The investment banks that led the listing of Didi Global Inc on the New York Stock Exchange earned a handsome fee for the exercise, which valued the company at US$68 billion (RM285 billion). Goldman Sachs and Morgan Stanley earned some US$88.7 million from the exercise, which made Didi the most valuable Chinese company listing in the US since Alibaba Group Holding in 2014.

But the fees that the investment banks earned may not justify the agony the advisers potentially face from the controversial listing. Investors have filed a class action legal suit against Didi and the investment banks for allegedly omitting important information pertaining to an assessment of its personal data protection by the Cyberspace Administration of China (CAC).

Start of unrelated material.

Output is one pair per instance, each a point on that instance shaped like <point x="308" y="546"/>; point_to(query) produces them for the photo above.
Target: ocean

Apart from legal action, both investment banks face reputational damage, especially pertaining to the quality of their due diligence of foreign listings in the US.

Didi’s share price came under selling pressure after its listing on June 30 when news broke on the CAC’s review of Didi’s personal data protection framework.

Investors would want to know if the two top-notch investment banks did sufficient due diligence on the CAC’s investigations into Chinese ride-hailing app companies.

Goldman Sachs is just recovering from the 1Malaysia Development Bhd debacle, in which it admitted to taking its eyes off the fundraising activities of the state investment fund. It resulted in a few of its top executives in Asia facilitating the transfer of billions raised by the Malaysian fund to individuals, including fugitive Jho Low and local politicians.

Former prime minister Datuk Seri Najib Razak is on trial for the 1MDB fiasco.

The listing of Didi and the resultant disastrous performance is a stark reminder to investment banks on the critical role they play in assessing the valuations of new listings.

In Didi’s case, it has been reported that the CAC had advised the company to delay its listing until it completed its review of the company’s personal data protection. The ride-hailing app company, which raised US$4.4 billion from its listing, has denied any knowledge of the regulators advising it to delay the listing.

But the CAC’s clampdown affects the company’s operations, changes the dynamics and its valuations. Such information falls under the domain of investment bankers on whom investors rely.